On Wednesdays, classes in Coláiste Mhuire Mullingar in 1970 finished early but the school bus did not depart until 4.30pm. I spent the two hours in the town library, located in what had been the Market House.
One of the novels I read on those Wednesday afternoons was Laurence Sterne's eccentric comic masterpiece, The Life and Opinions of Tristram Shandy, Gentleman.
My enjoyment of the novel would have been greater had I known that Sterne probably visited Mullingar when, as a child, he spent a year living at Tullynally Castle in Castlepollard. which was then owned by a relative of his,
Laurence Sterne was born in Clonmel in 1713. His father Roger Sterne was the grandson of the wealthy and influential Richard Sterne, the archbishop of York, but inherited little of his wealth and was obliged to enlist as an army officer.
During the first 10 years of Laurence's life, the family never lived for more than a year in one place, moving from Clonmel to Dublin and from there to Devonshire, the Isle of Wight, Wicklow and Drogheda.
The stress of this life of constant travel with little money may have contributed to the death of Sterne’s two younger brothers and two of his three sisters during those 10 years.
In Laurence's tenth year, his father was posted to Mullingar where, in the words of Laurence's autobiographical sketch, "by Providence, we stumbled upon a kind relation, a collateral descendant from Archbishop Sterne, who took us all to his castle, and kindly entertained us for a year".
The "kind relation" was Brigadier Robert Sterne and his account of his experiences in Flanders in the Nine Years War (1688-1697) may have provided Laurence with the material for Uncle Toby's reminiscences of his military career in Tristram Shandy.
After their year in Castlepollard, Roger Sterne sent Laurence, aged 11, back to Yorkshire where his wealthy uncle Richard funded his secondary education.
Laurence never saw his father again as Roger died of malaria in Jamaica in 1731.
Laurence won a scholarship to Jesus College, Cambridge, and was ordained a minister in the Church of England though his religious faith seems to have been negligible.
While a student at Cambridge, Sterne contracted pulmonary tuberculosis from which he suffered for the rest of his life.

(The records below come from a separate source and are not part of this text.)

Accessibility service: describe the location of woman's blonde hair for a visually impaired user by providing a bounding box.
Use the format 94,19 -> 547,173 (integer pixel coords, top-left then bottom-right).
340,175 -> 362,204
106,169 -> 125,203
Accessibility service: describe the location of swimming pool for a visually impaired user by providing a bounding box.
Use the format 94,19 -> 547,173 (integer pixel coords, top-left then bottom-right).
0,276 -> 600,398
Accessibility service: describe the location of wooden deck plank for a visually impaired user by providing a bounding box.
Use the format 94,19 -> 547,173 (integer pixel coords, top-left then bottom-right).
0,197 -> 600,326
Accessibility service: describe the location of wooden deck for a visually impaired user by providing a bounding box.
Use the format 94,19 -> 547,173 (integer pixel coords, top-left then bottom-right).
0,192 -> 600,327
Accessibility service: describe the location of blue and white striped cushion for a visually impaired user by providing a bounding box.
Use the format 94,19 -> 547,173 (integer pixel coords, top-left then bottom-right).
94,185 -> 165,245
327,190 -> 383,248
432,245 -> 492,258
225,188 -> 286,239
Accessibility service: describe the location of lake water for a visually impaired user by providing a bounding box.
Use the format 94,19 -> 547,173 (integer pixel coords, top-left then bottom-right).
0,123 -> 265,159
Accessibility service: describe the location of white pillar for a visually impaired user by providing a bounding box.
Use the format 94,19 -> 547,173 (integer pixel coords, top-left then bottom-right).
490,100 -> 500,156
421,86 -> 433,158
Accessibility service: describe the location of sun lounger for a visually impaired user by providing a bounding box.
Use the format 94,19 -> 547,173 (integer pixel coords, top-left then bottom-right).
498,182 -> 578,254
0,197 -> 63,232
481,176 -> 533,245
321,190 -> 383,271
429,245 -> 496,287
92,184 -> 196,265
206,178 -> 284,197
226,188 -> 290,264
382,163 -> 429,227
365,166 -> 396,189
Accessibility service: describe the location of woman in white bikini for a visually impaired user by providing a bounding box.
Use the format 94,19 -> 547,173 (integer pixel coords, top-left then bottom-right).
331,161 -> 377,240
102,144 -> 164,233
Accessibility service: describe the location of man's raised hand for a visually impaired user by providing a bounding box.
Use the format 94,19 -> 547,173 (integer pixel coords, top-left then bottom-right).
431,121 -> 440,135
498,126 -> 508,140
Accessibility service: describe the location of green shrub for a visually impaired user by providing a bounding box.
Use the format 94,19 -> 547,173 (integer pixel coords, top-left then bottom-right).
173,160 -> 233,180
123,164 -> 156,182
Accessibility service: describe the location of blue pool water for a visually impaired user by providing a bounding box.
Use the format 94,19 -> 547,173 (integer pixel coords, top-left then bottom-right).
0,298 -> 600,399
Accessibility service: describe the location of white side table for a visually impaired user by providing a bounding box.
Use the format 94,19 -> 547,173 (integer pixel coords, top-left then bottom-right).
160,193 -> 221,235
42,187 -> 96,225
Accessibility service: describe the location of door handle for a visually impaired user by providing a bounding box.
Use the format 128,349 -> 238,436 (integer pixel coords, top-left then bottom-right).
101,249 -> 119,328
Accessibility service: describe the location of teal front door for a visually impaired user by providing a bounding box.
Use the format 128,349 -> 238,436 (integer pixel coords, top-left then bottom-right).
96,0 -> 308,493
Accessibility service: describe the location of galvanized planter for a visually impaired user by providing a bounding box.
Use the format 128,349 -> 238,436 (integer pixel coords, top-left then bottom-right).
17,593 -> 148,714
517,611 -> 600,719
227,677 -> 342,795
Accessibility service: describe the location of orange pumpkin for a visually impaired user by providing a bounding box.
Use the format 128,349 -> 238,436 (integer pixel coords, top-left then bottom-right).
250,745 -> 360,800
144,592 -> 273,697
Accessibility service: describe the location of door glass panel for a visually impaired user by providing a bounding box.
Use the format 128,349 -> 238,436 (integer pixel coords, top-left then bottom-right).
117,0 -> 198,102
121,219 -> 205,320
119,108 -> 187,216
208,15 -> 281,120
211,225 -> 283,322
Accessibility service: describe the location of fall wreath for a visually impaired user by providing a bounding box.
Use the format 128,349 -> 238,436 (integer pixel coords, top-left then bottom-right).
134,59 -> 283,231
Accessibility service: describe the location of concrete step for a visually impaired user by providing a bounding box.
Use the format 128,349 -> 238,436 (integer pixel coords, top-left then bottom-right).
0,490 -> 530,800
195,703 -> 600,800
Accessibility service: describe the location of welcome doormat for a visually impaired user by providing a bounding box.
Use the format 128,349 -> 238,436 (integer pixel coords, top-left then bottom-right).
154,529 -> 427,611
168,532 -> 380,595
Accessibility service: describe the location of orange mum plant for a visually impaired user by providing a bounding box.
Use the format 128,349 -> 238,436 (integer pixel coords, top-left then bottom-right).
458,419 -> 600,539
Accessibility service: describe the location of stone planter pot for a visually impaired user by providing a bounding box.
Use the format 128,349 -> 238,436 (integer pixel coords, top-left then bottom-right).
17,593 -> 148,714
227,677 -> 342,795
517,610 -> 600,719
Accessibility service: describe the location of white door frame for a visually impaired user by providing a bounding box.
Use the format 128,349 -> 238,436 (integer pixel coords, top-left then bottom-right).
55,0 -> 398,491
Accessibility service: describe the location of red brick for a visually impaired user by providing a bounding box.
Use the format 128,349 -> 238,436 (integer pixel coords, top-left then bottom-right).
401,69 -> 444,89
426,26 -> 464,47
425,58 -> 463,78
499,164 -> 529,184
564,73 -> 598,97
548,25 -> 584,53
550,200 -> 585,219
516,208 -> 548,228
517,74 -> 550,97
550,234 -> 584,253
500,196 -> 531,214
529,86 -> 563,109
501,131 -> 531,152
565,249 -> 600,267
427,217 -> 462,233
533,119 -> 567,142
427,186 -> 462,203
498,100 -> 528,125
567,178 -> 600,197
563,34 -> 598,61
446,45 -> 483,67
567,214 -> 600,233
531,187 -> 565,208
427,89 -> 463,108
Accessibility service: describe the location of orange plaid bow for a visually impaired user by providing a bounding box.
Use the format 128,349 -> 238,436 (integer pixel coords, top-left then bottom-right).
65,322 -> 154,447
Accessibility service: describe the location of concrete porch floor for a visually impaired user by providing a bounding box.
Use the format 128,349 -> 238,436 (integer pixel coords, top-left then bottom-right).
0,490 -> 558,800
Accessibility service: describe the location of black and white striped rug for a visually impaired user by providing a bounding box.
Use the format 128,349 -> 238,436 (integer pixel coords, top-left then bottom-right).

In 1741 Sterne married Elizabeth Lumley who also suffered from tuberculosis. Elizabeth and Laurence were not compatible and the marriage was unhappy. Sterne's infidelities led to Eliza having a mental breakdown. She had several still-births, and only one child, Lydia, survived.
At the age of 46, Sterne published Tristram Shandy which was a huge popular success and brought Sterne fame and money which he greatly enjoyed.
Writing in The Irish Times in 2018 on the 250th anniversary of Sterne's death, his biographer Ian Campbell Ross observed that Tristram Shandy is a great comic novel that is stalked by death.
Sterne himself is depicted in Tristram Shandy as Parson Yorick who dies early in the novel. His epitaph is “Alas poor Yorick” and the page opposite that describing his death is a black leaf, one of several typographical conceits in the novel. Another such conceit is a page containing only a curlicued line depicting the twirling of Tristram’s walking stick.
Tristram Shandy has many of the features of the postmodern novel. It was a major influence on Joyce’s Finnegans Wake.
In 1900, Joyce spent a year in Mullingar with his father, who was employed by Westmeath County Council, then located in the courthouse at the end of Mount Street, which until the early 19th century had been called Sterne Street after an ancestor of Laurence. Joyce and his father had meals in Connellan's Bar, now Wallace's, the window of which had a sign declaring "Teas, Teas, Teas" which Joyce in Ulysses depicts in the window of a Dublin shop.
Ruth Illingworth, the historian of Mullingar, suggests that it likely that Joyce posted letters in the Victorian letterbox still intact on the wall of Wallace's pub.
Reading Tristram Shandy again, 50 years after I first read it, overlooking a street where Sterne may have walked, the words in the final volume, “Time wastes too fast, and every letter I trace tells me with what rapidity Life follows my pen”, have a sharper resonance than they had for a boy of 16.